Em entrevista à Folha, Scarpa fala da cobertura do baile e de sua experiência como o Repórter Vesgo, diz que o limite é o ‘bom senso’ e revela que nunca calçou as sandálias da humildade.
Folha – Vocês terão cuidado com as brincadeiras no Gala Gay para não parecerem preconceituosos?
Rodrigo Scarpa – Não, é uma brincadeira. A gente brinca com todos os tipos de classe, de pessoas. Desde os gays até as celebridades. Não tem uma característica de preconceito, não tem nada a ver. Geralmente os gays são bem-humorados, entram no espírito da brincadeira, até mais do que alguns artistas, que são arrogantes. Eu acho que vai ser muito bacana, acho que eles gostam da gente também. Eu tenho essa impressão porque a gente já foi chamado para a ‘G Magazine’, eu e o Ceará.
Folha – Vocês foram chamados para posar?
Scarpa – Já chamaram duas vezes. Tem louco para tudo. É, no mínimo, engraçado.
Folha – Qual é o limite da brincadeira com vocês?
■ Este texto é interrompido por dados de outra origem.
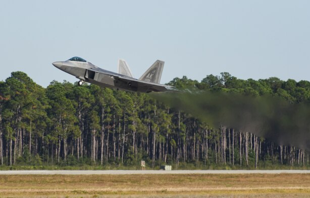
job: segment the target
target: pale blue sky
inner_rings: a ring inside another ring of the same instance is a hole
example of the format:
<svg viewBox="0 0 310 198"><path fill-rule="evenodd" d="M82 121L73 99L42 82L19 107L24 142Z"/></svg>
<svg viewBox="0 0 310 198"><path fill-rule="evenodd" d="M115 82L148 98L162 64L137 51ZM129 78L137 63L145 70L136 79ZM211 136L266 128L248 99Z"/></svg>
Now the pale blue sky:
<svg viewBox="0 0 310 198"><path fill-rule="evenodd" d="M309 1L2 1L0 80L22 71L44 87L76 81L51 62L80 56L138 78L157 59L161 82L238 78L310 81Z"/></svg>

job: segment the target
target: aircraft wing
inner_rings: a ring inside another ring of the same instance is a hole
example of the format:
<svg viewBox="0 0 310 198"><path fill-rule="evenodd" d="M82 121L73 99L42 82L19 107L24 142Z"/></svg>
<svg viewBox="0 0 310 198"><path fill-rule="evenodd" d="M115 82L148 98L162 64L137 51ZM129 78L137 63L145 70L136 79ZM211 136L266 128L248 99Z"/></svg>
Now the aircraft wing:
<svg viewBox="0 0 310 198"><path fill-rule="evenodd" d="M117 79L118 80L124 82L128 86L130 85L132 88L137 87L138 90L146 90L146 92L166 91L172 90L174 87L172 86L147 82L135 78L128 78L126 76L114 76L114 78Z"/></svg>
<svg viewBox="0 0 310 198"><path fill-rule="evenodd" d="M92 74L90 75L91 73ZM85 75L88 81L102 86L132 91L167 91L173 90L172 86L146 82L99 68L87 70ZM107 86L109 84L109 86Z"/></svg>

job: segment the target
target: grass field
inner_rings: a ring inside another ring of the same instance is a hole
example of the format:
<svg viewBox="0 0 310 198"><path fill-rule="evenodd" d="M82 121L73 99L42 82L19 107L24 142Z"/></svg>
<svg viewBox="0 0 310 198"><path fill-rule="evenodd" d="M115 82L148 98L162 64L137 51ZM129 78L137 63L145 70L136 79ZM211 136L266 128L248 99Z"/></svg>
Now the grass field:
<svg viewBox="0 0 310 198"><path fill-rule="evenodd" d="M0 175L1 197L309 197L310 174Z"/></svg>

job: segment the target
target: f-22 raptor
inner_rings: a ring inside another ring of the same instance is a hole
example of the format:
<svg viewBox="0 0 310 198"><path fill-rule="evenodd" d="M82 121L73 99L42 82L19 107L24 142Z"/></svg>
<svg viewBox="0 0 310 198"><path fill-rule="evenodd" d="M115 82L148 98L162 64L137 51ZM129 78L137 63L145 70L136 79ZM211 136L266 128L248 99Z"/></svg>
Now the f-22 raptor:
<svg viewBox="0 0 310 198"><path fill-rule="evenodd" d="M79 79L79 85L87 82L101 87L148 93L174 90L174 86L160 84L164 63L157 60L138 79L133 77L127 63L122 59L118 61L118 73L99 68L78 57L52 64Z"/></svg>

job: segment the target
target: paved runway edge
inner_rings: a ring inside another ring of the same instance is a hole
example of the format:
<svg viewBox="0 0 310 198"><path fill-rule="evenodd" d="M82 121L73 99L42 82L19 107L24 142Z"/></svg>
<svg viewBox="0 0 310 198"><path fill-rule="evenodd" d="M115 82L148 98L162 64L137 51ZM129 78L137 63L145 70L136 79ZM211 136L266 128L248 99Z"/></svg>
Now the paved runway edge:
<svg viewBox="0 0 310 198"><path fill-rule="evenodd" d="M310 170L2 170L0 175L18 174L310 174Z"/></svg>

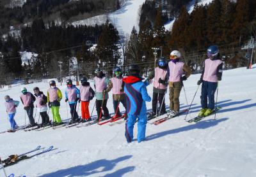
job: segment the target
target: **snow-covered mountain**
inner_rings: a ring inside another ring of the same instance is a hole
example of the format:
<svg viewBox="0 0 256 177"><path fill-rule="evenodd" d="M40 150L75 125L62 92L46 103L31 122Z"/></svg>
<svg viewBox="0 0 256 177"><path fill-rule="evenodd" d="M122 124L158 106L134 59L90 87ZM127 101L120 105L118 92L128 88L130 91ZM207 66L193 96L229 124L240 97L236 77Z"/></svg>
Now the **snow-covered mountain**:
<svg viewBox="0 0 256 177"><path fill-rule="evenodd" d="M185 115L159 125L147 124L147 141L127 143L125 124L109 126L94 125L77 128L48 129L42 131L0 134L0 157L20 153L38 145L53 145L54 150L20 162L5 169L8 174L26 176L255 176L256 175L256 66L252 69L241 67L224 71L219 83L216 115L195 124L189 124ZM190 104L198 88L200 74L191 75L184 81ZM20 89L32 91L35 86L46 93L49 80L0 89L0 131L9 127L3 97L10 95L19 100ZM65 86L60 86L63 93ZM200 109L200 87L188 119ZM148 87L152 95L152 85ZM111 93L110 93L111 94ZM168 105L168 94L166 104ZM95 99L90 104L92 110ZM187 108L185 94L180 93L181 109ZM147 103L148 110L152 108ZM108 107L113 113L112 97ZM124 108L121 106L121 110ZM63 99L62 119L69 117L69 108ZM79 114L80 113L79 111ZM94 110L93 115L95 115ZM52 115L50 113L50 118ZM24 125L25 111L20 105L15 119ZM36 113L36 120L38 119ZM28 122L28 118L26 122ZM137 126L134 127L136 138ZM0 169L0 176L3 176Z"/></svg>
Scarpa – O limite do bom senso. Aliás, é o que a gente sempre usa nas nossas reportagens. A gente está aprendendo também, bastante. No começo, eu achava que podia tudo. Depois, fui me policiando um pouco mais. Hoje, eu acho que estou mais bem-humorado do que crítico. Lógico que o Repórter Vesgo se caracteriza pela crítica. Mas sem agressividade, sem desrespeitar o entrevistado, respeitando o espaço do entrevistado, o bom humor dele.
Folha – Isso não vai de encontro às sandálias da humildade?
Scarpa – Não necessariamente. A gente dá as sandálias para pessoas arrogantes, que se acham a última bolacha do pacote. O Clodovil, por exemplo, não recebeu não só porque recusava as brincadeiras do ‘Pânico’, mas porque ele se acha o apresentador único, o cara que revolucionou a televisão brasileira. As pessoas são escolhidas por um fato, não porque a gente já zoou com elas.
Folha – Você já se sentiu ridículo alguma vez? Já ficou constrangido?
Scarpa – Não, acho que não. Vergonha o Rodrigo sempre tem de fazer as coisas. Eu tive muita vergonha do lance da Roberta Miranda. Eu me senti muito constrangido ali. Era uma das minhas primeiras reportagens. Eu fui dar um selinho e ela veio com tudo. Me deixou muito sem graça.
Folha – Ela já sabia que você era o Repórter Vesgo?
Scarpa – Ela nem sabia, era a segunda matéria que eu fazia. Ninguém me conhecia. Foi a primeira vez que eu saí no jornal, por causa da Roberta Miranda. Estava todo mundo lá, e ninguém entendeu nada. Todo mundo viu o beijo e começou a tirar foto.
Folha – Já ficou com pena de alguém?
Scarpa – Já fiquei com pena da Mariana Kupfer. Hoje, eu me policio mais. Não quero que o Vesgo seja um vilão. Quero que seja um entrevistador brincalhão. Crítica, a gente sempre vai fazer. A gente já tá pensando em coisas de notícia, coisas de vilões que apareceram, tipo Sérgio Naya, várias pessoas. Criminosos que não foram punidos, a gente está pensando em fazer alguma coisa com isso. O Vesgo se ampliou bastante, não está limitado só a celebridades hoje.
Folha – Você teve alguma inspiração para criar o Vesgo?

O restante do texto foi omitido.